Le lien avec un spécialiste des soins facilite l’accès au traitement de l’hépatite C pour les personnes qui s’injectent des drogues

12 avril 2018, Paris, France: Une étude longitudinale prospective portant sur plus de 1 000 personnes s’injectant des drogues a identifié un rôle prometteur pour le lien avec les spécialistes des soins afin de faciliter l’accès rapide au traitement de l’hépatite C. L’étude, menée au Texas (États-Unis), a permis de s’assurer que les personnes nouvellement diagnostiquées avec l’hépatite C étaient contactées par un spécialiste des soins dans les 48 heures suivant le service, assurant ainsi que près de 50% des patients consultaient un médecin. fait à leur premier rendez-vous et que 60% de ceux vus ont été initiés au traitement.

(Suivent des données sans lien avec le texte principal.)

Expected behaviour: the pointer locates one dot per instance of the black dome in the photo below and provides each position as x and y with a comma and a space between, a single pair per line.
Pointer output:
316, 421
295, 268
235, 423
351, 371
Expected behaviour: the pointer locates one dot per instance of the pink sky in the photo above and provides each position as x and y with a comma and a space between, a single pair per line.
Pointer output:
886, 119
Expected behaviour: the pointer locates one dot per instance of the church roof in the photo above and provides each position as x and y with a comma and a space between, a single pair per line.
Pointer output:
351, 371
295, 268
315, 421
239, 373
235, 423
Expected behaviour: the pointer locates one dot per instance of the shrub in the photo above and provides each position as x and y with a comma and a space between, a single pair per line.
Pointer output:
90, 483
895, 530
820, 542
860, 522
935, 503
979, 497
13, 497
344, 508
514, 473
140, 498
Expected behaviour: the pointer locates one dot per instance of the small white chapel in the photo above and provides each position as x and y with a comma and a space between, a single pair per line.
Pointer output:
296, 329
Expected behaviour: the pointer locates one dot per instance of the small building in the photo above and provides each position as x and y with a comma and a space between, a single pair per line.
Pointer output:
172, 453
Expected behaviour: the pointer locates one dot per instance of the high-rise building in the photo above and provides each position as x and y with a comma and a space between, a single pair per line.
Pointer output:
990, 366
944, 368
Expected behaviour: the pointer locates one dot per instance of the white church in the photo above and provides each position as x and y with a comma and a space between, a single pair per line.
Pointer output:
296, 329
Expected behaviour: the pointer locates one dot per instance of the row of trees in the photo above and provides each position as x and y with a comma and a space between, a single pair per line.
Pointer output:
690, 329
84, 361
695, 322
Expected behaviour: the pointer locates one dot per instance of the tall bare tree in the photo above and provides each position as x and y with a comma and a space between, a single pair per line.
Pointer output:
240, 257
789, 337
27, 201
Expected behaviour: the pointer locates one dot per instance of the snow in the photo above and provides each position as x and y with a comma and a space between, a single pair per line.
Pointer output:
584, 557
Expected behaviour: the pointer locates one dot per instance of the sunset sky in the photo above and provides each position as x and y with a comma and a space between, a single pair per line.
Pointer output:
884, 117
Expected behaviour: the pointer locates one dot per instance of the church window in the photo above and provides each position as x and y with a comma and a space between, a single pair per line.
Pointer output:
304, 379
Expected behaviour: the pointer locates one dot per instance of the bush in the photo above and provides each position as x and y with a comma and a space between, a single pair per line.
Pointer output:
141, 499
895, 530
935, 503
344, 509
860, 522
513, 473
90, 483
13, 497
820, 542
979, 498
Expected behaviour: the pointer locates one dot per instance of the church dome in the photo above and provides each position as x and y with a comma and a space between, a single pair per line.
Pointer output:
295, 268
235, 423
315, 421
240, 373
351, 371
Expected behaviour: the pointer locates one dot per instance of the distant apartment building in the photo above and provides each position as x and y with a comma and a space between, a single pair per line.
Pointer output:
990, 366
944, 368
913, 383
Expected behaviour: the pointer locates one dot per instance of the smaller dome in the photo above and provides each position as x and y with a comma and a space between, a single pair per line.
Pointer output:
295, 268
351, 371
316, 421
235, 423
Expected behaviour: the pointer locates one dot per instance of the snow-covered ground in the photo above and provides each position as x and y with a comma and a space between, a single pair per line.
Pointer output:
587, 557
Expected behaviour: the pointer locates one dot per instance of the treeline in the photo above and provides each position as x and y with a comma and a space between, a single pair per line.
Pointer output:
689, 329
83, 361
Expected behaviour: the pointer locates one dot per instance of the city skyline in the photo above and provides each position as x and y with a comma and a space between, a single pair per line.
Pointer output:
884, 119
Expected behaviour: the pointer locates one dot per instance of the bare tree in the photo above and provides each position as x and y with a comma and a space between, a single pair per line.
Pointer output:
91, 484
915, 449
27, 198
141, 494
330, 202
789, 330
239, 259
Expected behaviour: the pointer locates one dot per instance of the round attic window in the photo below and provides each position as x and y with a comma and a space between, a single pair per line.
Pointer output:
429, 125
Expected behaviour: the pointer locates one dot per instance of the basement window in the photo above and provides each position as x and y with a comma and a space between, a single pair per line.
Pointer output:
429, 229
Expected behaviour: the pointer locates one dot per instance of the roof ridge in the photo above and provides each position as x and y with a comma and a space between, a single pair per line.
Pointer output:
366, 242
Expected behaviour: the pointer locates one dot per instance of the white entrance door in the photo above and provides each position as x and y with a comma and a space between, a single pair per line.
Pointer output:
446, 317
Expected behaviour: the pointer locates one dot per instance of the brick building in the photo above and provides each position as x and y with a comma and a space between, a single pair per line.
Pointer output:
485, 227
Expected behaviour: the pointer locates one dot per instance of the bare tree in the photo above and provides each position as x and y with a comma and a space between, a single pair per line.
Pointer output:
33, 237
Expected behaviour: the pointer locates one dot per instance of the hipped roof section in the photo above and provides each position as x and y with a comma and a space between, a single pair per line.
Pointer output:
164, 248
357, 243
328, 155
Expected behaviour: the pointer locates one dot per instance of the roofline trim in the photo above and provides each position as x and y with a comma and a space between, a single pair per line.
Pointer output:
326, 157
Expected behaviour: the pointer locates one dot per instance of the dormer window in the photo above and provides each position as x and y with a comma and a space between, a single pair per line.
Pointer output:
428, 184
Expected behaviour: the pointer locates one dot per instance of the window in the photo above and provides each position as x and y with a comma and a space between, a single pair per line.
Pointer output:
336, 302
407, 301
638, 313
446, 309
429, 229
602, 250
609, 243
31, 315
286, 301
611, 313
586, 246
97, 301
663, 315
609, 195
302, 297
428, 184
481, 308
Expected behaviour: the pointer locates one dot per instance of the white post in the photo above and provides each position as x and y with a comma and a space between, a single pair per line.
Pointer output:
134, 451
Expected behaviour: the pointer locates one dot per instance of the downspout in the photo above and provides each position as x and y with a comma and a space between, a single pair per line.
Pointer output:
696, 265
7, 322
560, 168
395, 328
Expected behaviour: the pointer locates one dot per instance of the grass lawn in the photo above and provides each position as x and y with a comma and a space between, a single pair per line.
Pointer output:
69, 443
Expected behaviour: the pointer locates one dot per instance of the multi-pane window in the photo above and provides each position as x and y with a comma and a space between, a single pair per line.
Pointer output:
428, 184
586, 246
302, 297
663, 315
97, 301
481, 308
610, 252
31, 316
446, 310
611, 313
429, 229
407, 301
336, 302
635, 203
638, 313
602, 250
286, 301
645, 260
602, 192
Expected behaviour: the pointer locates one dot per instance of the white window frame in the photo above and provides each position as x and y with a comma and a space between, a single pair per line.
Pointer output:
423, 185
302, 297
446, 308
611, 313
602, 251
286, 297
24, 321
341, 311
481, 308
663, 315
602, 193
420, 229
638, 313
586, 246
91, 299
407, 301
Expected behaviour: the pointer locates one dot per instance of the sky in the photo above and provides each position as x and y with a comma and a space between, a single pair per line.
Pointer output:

“Nous avons un problème majeur avec l’utilisation de drogues injectables aux Etats-Unis”, a expliqué Zohha Alam du Austin Hepatitis Center au Texas, aux Etats-Unis. «Au moins 75% des nouvelles infections par le virus de l’hépatite C (VHC) résultent de l’utilisation de drogues injectables, et il est souvent difficile de communiquer avec les utilisateurs et de s’assurer que l’infection au VHC est diagnostiquée et traitée».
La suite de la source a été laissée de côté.